A data summary in Python can be created for a specific part of the DataFrame. We just need to filter the relevant part before applying the functions.
For instance, we describe the data for just Product Group A as below:
df[df[“product_group”]==”A”].describe() |
We first select the rows whose product group value is A and then use the describe() function. The output is in the same format as in the previous example, but the values are calculated only for Product Group A.
We can apply filters on numeric columns as well. For instance, the following line of code calculates the average sales quantity of products with a stock greater than 500.
df[df[“stock_qty”]>500][“sales_qty”].mean() |
Output:
476.951 |
pandas allows for creating more complex filters quite efficiently.
Summarizing Groups of Data
We can create a data summary separately for different groups in the data.
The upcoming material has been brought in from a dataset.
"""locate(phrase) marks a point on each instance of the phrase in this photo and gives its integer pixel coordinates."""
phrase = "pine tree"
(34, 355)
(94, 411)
It is quite similar to what we have done in the previous example. The only addition is grouping the data.
We group the rows by the distinct values in a column with the groupby() function. The following code groups the rows by product group.
df.groupby(“product_group”) |
Once the groups are formed, we can calculate any statistic and describe or summarize the data. Let’s calculate the average sales quantity for each product group.
df.groupby(“product_group”)[“sales_qty”].mean() |
Output:
product_group
A 492.676471 B 490.253333 C 449.285714 D 462.864865 E 378.666667 F 508.875000 G 363.444444 Name: sales_qty, dtype: float64 |
We can also perform multiple aggregations in a single operation. In addition to the average sales quantities, let’s also count the number of products in each group. We use the agg() function, which allows for assigning names for aggregated columns as well.
df.groupby(“product_group”).agg(
avg_sales_qty = (“sales_qty”, “mean”), number_of_products = (“product_code”,”count”) ) |
Output:
product_group | avg_sales_qty | number_of_products |
A | 492.676471 | 102 |
B | 490.253333 | 75 |
C | 449.285714 | 63 |
D | 462.864865 | 37 |
E | 378.666667 | 6 |
F | 508.875000 | 8 |
G | 363.444444 | 9 |
Data Distribution With a Matplotlib Histogram
Data visualization is another highly efficient technique for summarizing data. Matplotlib is a popular library in Python for exploring and summarizing data visually.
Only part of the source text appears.